Search code examples
linuxunixawkcommand-linegrep

How to create a list of all words in a bunch of files?


I'm dealing with a colleague who has made an enormous amount of copied/pasted spelling errors throughout an entire C# solution.

Instead of using a spelling checker on every individual file, I would like to create a list of all words in the entire solution, launch a spelling checker on that list, and do a complete "find-and-replace" for the found entries.
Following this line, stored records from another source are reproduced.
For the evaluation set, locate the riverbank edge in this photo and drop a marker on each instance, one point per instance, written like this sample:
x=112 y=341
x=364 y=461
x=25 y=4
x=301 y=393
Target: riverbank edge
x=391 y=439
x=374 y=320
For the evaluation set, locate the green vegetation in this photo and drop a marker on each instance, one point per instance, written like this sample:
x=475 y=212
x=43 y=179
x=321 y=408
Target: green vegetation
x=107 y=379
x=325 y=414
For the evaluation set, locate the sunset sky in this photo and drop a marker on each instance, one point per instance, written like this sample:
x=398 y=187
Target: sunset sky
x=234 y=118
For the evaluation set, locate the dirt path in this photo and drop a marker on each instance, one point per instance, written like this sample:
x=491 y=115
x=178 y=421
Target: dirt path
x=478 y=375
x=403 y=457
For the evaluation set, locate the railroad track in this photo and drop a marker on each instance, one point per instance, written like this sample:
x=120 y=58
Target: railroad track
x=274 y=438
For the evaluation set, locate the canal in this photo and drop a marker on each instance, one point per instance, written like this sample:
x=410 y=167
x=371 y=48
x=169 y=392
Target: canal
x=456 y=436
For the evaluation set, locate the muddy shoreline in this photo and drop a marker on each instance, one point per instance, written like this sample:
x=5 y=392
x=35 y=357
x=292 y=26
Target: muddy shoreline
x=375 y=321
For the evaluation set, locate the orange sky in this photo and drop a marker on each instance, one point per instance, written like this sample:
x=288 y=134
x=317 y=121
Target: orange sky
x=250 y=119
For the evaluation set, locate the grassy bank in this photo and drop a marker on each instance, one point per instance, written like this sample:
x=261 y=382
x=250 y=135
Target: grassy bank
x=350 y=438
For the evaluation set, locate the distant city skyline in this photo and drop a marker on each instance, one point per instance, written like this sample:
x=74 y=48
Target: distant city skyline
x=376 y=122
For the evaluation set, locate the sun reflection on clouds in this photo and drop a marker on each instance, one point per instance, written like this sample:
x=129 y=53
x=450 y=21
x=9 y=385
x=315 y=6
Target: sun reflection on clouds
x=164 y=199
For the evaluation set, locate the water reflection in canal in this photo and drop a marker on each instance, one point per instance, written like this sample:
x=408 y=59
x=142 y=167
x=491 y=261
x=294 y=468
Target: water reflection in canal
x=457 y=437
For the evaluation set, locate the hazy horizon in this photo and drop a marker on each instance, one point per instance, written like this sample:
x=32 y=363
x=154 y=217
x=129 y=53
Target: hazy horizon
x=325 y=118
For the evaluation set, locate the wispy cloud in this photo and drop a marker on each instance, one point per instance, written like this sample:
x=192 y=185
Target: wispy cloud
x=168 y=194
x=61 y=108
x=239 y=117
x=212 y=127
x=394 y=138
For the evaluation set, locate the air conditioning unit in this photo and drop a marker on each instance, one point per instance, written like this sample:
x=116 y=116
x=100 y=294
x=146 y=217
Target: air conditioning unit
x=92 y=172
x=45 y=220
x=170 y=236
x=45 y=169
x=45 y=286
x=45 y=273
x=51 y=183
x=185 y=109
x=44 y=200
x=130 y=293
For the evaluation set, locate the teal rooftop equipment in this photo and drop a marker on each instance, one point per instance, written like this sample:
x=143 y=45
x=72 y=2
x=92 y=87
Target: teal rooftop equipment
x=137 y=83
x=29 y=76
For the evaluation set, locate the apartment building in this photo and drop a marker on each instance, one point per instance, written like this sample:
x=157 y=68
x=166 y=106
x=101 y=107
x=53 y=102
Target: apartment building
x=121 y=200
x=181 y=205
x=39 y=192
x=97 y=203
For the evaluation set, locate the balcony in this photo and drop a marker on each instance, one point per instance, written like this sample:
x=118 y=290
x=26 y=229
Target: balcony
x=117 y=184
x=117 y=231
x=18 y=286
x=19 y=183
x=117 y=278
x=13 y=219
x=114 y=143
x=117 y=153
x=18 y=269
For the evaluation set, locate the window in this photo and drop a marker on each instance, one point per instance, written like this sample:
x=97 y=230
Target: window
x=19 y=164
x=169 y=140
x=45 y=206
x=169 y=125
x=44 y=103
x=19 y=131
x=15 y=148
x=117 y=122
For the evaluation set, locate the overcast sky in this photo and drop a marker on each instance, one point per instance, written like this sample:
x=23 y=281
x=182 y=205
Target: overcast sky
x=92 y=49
In order to find all words in a file, I had thought of doing something like:

grep -wo ".*" blabla.txt

But that seems not to be working: instead of showing every individual found word, it still shows the entire lines where the words are found, something like:

this is OK
this is NOK
OK it is
NOK it is
Everything is OK

While I was expecting something like:

this
is
OK
this
is
NOK
...

Once I have the list for one file, I can start working with find ./ -name "*.cs" -exec grep ... {} \; >>output_list and do some sort output_list | uniq in order to get the single words.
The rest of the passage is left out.